Movie Review: Throne of Blood

Get ready for a few reviews of movies from 1957. I’m starting a fun project to watch a bunch of movies from that year. And what better way to begin it than with this classic Japanese film?

Admirable, my Lord. You, who would soon rule the world, allow a ghost to frighten you.

Throne of Blood is my first Akira Kurosawa film. I don’t know how I’ve gone this long in my movie fandom without seeing a film by him but it has happened and now it has been corrected. This was a perfect film to start with, too, since Macbeth is the best Shakespeare play. The best! One of the great traditions of cinema is to adapt Shakespeare plays and do whatever the heck you want with them. Some are straight adaptations, using the same words and depicting events exactly as they happen in the play. Others change around everything from genders to time periods. This film transposes the main events of Macbeth onto feudal Japan. There’s one evil spirit instead of three evil witches. The dialogue is entirely new, nothing wicked this way comes. But the themes are there. And the outsized acting suits the play’s melodramatic plot and characters. It’s Shakespeare and Kurosawa equally, and that’s great.

If you read a few Shakespeare plays you’ll soon recognize a few themes he likes to use over and over again. My favorite is the way nature and the physical world reflects the interior states of the powerful. Something’s rotten in the state of Denmark, and he’s not talking about the day old meat. Kurosawa uses this theme beautifully throughout the film. When we first see Washizu and Miki (our Macbeth and Banquo) riding through the Spider’s Web Forest on the way to the fortress that lies in the middle of it the rain pelts and the sun shines. The characters stop to recognize how strange the weather is, and then they see the evil spirit. Was she the cause of the weird weather? It would certainly suit the theme. Later, after Washizu has taken over as Lord of the Spider Web Fortress and on the night before his inevitable comeupance, there is a strange bird attack. It’s straight out of Hitchcock (even though this film came out 6 years before The Birds). Washizu decides to interpret the birds as an omen of success. People that know their literature or understand how stories work know that it’s probably an omen, but not of success. And then there’s the story’s biggest claim to fame: the army of moving trees. It’s a freaking great image and Kurosawa captures it beautifully and creepily. He shoots a fog filled frame from on high, so we see only the tops of these swaying trees, moving back and forth. It’s totally menacing. And amazing.

I’m told by the internet that Kurosawa shot this film in the style of Noh theater, a form that emphasizes the dramatic, using dance-like movements and grand, over the top acting. It’s on full display and it totally works for a film that hinges on big actions by big players. The film’s Lady Macbeth (Asaji) is the same murderous character, pushing her husband to kill his Lord and his friend.

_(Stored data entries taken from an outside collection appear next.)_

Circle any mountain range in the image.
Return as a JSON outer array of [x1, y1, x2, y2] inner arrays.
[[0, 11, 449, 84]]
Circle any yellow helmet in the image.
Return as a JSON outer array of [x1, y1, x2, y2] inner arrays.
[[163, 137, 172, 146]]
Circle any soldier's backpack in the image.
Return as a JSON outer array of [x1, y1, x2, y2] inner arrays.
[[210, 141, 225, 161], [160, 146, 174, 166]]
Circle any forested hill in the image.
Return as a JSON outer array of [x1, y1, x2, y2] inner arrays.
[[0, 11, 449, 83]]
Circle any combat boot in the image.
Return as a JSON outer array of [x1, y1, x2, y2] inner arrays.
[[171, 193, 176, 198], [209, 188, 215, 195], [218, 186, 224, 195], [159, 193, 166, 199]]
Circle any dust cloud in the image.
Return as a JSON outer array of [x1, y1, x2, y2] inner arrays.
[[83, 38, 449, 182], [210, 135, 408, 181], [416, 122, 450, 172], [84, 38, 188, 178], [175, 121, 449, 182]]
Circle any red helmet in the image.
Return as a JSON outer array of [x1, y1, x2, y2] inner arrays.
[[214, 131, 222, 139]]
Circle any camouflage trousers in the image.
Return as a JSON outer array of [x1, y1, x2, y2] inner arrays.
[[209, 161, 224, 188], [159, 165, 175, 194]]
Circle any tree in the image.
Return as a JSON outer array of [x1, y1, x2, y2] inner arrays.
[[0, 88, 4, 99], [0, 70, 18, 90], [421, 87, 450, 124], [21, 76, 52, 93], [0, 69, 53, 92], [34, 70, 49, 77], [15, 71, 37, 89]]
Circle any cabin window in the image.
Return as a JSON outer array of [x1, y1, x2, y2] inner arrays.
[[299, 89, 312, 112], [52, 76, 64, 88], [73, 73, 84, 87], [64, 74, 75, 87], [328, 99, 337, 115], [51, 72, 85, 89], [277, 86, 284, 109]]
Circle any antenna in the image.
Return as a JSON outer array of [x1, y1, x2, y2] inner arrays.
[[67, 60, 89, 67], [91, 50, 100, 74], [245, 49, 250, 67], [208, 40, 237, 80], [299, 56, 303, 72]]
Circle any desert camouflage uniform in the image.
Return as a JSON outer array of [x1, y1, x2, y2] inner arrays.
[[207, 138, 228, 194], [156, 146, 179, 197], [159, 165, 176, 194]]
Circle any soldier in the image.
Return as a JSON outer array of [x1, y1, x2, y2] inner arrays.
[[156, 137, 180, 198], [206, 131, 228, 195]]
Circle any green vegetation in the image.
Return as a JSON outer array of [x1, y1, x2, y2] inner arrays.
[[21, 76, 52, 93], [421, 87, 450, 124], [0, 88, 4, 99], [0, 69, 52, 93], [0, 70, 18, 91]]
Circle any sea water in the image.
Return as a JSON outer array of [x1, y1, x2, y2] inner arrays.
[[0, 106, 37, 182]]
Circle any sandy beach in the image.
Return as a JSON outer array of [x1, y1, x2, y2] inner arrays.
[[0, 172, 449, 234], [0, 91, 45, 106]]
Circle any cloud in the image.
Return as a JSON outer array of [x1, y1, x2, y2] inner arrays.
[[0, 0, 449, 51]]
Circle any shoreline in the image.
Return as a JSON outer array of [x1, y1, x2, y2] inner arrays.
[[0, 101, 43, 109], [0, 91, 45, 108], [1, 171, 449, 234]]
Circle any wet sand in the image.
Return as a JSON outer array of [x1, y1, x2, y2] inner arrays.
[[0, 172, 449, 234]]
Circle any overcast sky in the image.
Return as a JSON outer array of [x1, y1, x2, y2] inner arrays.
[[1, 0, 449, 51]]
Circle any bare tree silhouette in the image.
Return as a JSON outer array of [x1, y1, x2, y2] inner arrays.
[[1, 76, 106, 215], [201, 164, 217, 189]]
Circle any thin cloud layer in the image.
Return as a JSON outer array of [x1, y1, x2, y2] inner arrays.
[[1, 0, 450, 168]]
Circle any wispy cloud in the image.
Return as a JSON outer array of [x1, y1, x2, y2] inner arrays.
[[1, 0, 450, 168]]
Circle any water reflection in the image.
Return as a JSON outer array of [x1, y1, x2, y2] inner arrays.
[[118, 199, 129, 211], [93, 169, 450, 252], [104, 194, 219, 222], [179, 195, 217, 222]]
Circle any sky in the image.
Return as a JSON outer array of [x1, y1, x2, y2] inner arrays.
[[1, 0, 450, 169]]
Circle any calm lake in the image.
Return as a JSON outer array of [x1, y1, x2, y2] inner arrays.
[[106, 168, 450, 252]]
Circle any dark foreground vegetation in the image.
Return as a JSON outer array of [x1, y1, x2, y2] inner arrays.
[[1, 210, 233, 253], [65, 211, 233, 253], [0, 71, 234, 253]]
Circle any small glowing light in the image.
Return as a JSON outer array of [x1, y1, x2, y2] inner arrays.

The two actors that play the couple, Toshirô Mifune and Isuzu Yamada go big, using their piercing eyes and expressive faces to convey the doubt which leads to extreme hubris. The scene where Asaji convinces Washizu to kill the Lord plays out like a dance. First he circles around her and then she circles around him. We know, of course, who wins this battle.

The movie looks amazing, as well. There’s one shot early on that sold me on the whole film. It comes at the end of the scene with the evil spirit, and the camera pushes into the small hut the spirit was in before it disappeared, following Washizu and Miki as they look for where the spirit might have gone. It doesn’t cut away as they search for the spirit, and when they turn around to look back at the hut they see that it has disappeared. All in one shot! It’s not super hard to do, I’m sure, but it sells the unquiet nature of that forest and its supernatural denizens. The camera likes to move in this film, too. It tracks behind creepy trees as the characters ride through the forest, glimpsing pale white spirits in the background (or is it just more fog?). It moves to reveal Miki’s ghost at the banquet scene, and then it moves again to show that the ghost was never there. If the characters are caught in a wheel of fate, maybe the camera is the axle, spinning and directing them on their paths.

I’m waxing philosophic now. That means it’s time to wrap up. I couldn’t have asked for a better start to this mini-marathon. I’ll be sure to check out more Kurosawa as well. And look for Throne of Blood to appear in my new top 100 list later this year. Its spot is almost guaranteed.

6 thoughts on “Movie Review: Throne of Blood

  1. Congrats on losing your Kurosawa virginity. I hope you’ll find his King Lear adaptation equally to your liking.